Don’t let budget cuts gut hope
There comes a point when management decisions forced by budget constraints become indefensible.

Politicians must either step up to find the resources required or justify their lack of action to those most vulnerable: cancer patients and their families.
The proposed restructuring and partial dismantling of the public Cancer and Blood Services (CaBS) Clinical Trials Unit (CTU) at the Royal Hobart Hospital (RHH) is a decision of this kind.
While it is not uncommon for governments to have to make tough choices in lean times, this one would hurt the very people our health system is meant to protect, cancer patients already burdened by the cruel hand of disease.
We must call this what it is: a shameful retreat from our duty to provide timely, equitable, and compassionate care.
The CTU delivers access to cutting-edge treatments and novel therapies. It is the lifeline that may offer not just more days but hope to Tasmanians facing a grim cancer diagnosis.
Clinical trials are how better treatments are developed, and the CTU has ensured Tasmania both contributes to and benefits from the knowledge gained.
That this service now faces losing more than 50% of its team and the very real possibility of closure should horrify every single Tasmanian.
It is a gut-wrenching prospect, especially when the cost of funding required to keep it going is less than a million dollars while it rebuilds its once self-sustaining income base.
To fail to act now is incomprehensible. If the CTU is diminished, cancer patients will suffer.
Already, Tasmanians face limited trial options compared to those living in larger states.
The loss of this unit will turn a trickle of interstate medical refugees into a steady stream. Families will be separated. Financial burdens will skyrocket. The critically ill will endure punishing travel schedules to receive the same chances already available to others.
Some patients won't be able to travel. They will be left with nothing but standard treatments that have failed them, and the knowledge that if they lived somewhere else, they might have had a chance.
What message does this send?
Do Tasmanians not deserve the same shot at life as those in Melbourne or Sydney?
And this isn't hypothetical. These aren't just statistics. These are people—our neighbours, colleagues, loved ones—fighting for time, for dignity, for hope.

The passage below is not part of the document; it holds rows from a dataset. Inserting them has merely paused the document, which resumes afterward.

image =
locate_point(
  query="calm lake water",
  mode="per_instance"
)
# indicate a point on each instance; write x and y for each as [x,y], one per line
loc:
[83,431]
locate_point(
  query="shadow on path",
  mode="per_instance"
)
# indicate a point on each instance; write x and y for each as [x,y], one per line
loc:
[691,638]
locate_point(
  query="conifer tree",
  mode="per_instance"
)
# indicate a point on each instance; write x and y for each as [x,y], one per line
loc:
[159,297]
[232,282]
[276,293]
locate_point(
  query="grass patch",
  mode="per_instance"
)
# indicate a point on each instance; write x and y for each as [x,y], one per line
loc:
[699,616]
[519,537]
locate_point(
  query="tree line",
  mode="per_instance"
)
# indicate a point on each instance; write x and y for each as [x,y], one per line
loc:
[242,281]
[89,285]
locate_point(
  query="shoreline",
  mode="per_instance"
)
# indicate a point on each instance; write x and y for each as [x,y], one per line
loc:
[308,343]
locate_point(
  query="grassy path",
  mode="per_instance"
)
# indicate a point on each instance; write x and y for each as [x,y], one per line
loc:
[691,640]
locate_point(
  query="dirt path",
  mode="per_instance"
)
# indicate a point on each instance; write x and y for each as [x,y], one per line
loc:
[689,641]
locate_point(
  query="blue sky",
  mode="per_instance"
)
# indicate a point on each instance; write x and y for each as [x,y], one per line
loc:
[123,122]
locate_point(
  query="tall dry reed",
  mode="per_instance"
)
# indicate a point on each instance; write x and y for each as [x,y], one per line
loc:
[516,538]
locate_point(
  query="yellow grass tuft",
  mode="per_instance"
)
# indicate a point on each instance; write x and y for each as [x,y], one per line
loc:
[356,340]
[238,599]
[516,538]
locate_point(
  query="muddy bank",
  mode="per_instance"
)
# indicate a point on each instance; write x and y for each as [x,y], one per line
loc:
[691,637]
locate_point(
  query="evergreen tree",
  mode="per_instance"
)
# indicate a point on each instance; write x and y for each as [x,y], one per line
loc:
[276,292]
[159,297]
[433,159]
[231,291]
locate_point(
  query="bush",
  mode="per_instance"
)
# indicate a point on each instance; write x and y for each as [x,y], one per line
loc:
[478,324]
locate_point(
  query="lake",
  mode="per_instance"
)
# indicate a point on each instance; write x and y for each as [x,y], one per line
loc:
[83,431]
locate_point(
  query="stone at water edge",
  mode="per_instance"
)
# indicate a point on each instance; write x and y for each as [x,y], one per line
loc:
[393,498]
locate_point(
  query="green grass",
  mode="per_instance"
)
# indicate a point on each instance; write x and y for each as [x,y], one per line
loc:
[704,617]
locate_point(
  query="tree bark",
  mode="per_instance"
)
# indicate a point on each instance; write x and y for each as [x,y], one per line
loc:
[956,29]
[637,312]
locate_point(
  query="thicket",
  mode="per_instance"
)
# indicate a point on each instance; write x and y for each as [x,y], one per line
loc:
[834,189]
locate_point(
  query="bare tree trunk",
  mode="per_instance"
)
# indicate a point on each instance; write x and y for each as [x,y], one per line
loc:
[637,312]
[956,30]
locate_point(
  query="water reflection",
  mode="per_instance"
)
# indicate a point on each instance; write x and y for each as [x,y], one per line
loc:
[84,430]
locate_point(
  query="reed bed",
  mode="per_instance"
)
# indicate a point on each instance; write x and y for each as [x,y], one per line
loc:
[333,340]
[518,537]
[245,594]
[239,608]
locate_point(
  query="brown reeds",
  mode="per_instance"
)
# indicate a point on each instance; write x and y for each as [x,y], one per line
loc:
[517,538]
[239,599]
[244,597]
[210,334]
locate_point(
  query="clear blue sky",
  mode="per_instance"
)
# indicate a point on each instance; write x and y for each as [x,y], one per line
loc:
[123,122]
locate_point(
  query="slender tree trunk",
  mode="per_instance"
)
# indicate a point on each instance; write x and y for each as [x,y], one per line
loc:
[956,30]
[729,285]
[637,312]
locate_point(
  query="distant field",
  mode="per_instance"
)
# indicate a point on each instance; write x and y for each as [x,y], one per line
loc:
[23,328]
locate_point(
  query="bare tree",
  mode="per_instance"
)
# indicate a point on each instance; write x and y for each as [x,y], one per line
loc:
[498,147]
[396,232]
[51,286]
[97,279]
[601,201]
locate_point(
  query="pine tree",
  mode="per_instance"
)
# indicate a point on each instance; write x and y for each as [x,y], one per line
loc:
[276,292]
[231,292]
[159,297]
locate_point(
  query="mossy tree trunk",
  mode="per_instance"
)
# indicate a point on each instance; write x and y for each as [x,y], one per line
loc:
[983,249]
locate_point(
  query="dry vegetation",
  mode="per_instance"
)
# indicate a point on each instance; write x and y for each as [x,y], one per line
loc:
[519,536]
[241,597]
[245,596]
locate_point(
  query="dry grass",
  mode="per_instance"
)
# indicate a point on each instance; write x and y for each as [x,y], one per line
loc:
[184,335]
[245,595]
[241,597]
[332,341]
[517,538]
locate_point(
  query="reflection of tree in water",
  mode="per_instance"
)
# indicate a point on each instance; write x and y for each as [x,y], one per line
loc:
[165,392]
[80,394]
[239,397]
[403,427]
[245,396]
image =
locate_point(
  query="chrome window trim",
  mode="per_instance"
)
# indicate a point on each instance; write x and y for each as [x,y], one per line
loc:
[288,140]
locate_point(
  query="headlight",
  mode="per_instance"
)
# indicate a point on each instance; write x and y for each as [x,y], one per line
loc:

When we talk about dismantling this unit, we are talking about telling a mother with metastatic breast cancer that she can't access a promising new treatment.
We are talking about denying a young man with relapsed lymphoma his only realistic shot at survival.
We are talking about pulling the rug out from under families already facing the unthinkable.
The CTU is more than a gateway to trials. It is a cornerstone of clinical excellence, a beacon that helps attract and retain the best oncology and haematology professionals. It supports research, training, and state-of-the-art patient care. Dismantling it sends a damaging message—not only to patients but to every clinician who chooses to practice in Tasmania. It tells them: Your innovation, your expertise, and your commitment to excellence are not valued here.
Worse still, should it close due to a lack of staff, it would make the RHH the only major public metropolitan hospital in the country without a dedicated clinical trials unit. This is not simply embarrassing. It is devastating. For a state already struggling with medical workforce shortages and health system pressure, this is a step backward from which we may not recover.
And for what? This is not a bloated, inefficient department that needs trimming. This unit, until recently, operated entirely self-sufficiently. Its current shortfall is the result of external factors—delays in research governance approvals, shifts in trial sponsorship, and increasing regulatory burdens—not mismanagement. Its ability to continue operating at all despite these pressures is a testament to the dedication and efficiency of its staff.
The refusal to provide modest bridge funding is short-sighted, penny-wise and pound-foolish.
Without the CTU, more Tasmanians will be forced to seek care outside of Tasmania. This will increase costs via the Tasmanian Medical Treatment Interstate and Overseas Travel Assistance Scheme (TMAAC), create fragmented care pathways, and ultimately erode the overall efficiency of our health system. Private options, such as those at the ICON Cancer Centre, will serve only a select few, deepening the inequity between public and private patients.
The heartache of this moment lies not only in what we may lose but in what we say about ourselves by allowing it to happen.
This is a call to conscience for those who wish to lead Tasmania.
You have the power—and the responsibility—to stop this.
Do not let a cornerstone of cancer care crumble due to a lack of short-term funding. Do not allow the flicker of hope provided by clinical trials to be snuffed out. Do not condemn vulnerable Tasmanians to second-tier care because the accounting didn't add up on paper.
Bridge funding must be provided. A longer-term strategy to ensure the CTU's sustainability must be developed. The commitment to uphold equity in cancer care must be reaffirmed—not just in words, but in action.
The people of Tasmania deserve better. Our cancer patients deserve better.